Just the stats: The science of video engagement
Clearly, video education works. But where are the numbers coming from, and what makes us feel so confident?
As it turns out, there is a whole lot of data that explains the year-over-year increase in video education. Video engagement is analysed religiously by industry sites like ReelSEO and Wistia, and big players like YouTube aren’t exactly shy about sharing. Visible measures produced an excellent overview video on the state of online video that takes some of the more salient data points and throws them together, but we really should be paying more attention to the details.
What Does Video Engagement Look Like?
Before we talk about video education, though, we need to talk about video engagement.
One oft-quoted statistic is that viewer engagement has to happen within the first 10 seconds of watching a video. This little nugget of wisdom has been corroborated by the National Centre for Biotechnology, which reports that the average attention span in 2013 was 9 seconds, one second less than the attention span of a goldfish.
Wistia provided this helpful video analytics chart, which was synthesized from years of video analytics:
As you can see, the longer a video drags on, the lower its retention, which is expected. Yet videos under 1 minute enjoy 80% viewer retention up to the 30-second mark, while videos 2-3 minutes in length still enjoy 60% retention. 5-10 minute videos [which is just about the cutoff for video marketing purposes] still see over 50% viewer retention halfway through.
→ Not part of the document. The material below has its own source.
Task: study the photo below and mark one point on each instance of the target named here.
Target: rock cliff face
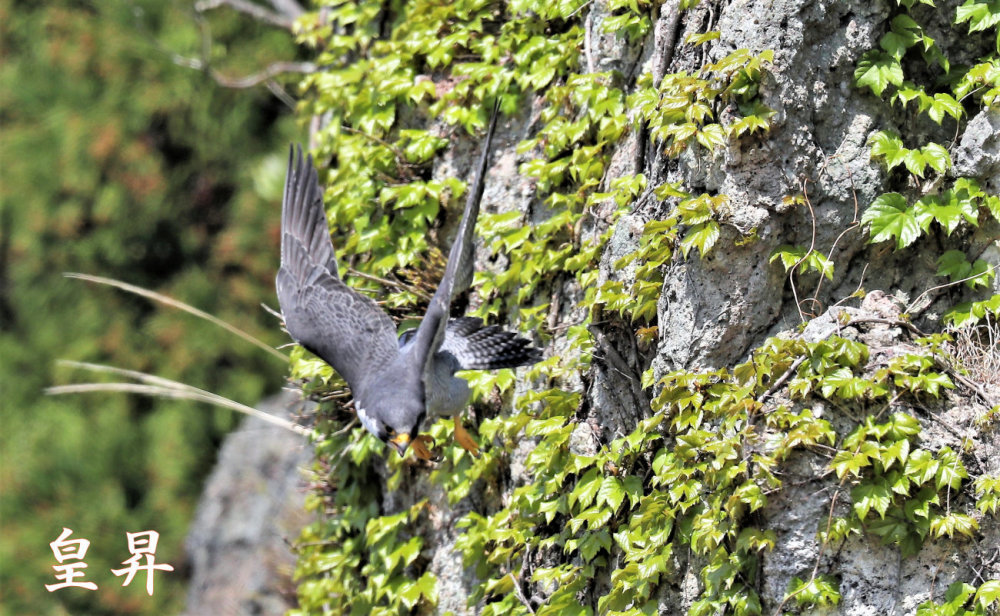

In other words, your viewers base how much of your video they watch on how long they think it will take them to get the gist of it. 100% viewer retention is not the goal. The goal is engagement from your target viewer.
The Who and What of Video Education
Diode Digital found that video is 600% more effective at product education than print and direct mail combined. They also found that, before reading any text, 60% of website visitors will watch a video if available.
Viewers remember videos better, too. Online Publishers Association observed that 80% of viewers recall a video they have seen in the past 30 days. 26% of viewers then look for more info about the subject, 22% visit the website and 12% make the purchase.
Workers prefer watching video, too. Specifically, 59% prefer video over text [WeCapture] and 65% navigate over to a website after viewing a related video.
None of this is really surprising when you take into account that one minute of video is worth 1.8 million words [Forrester Research]. Content education is the art of doing more with less, and there’s no question that video does this superbly.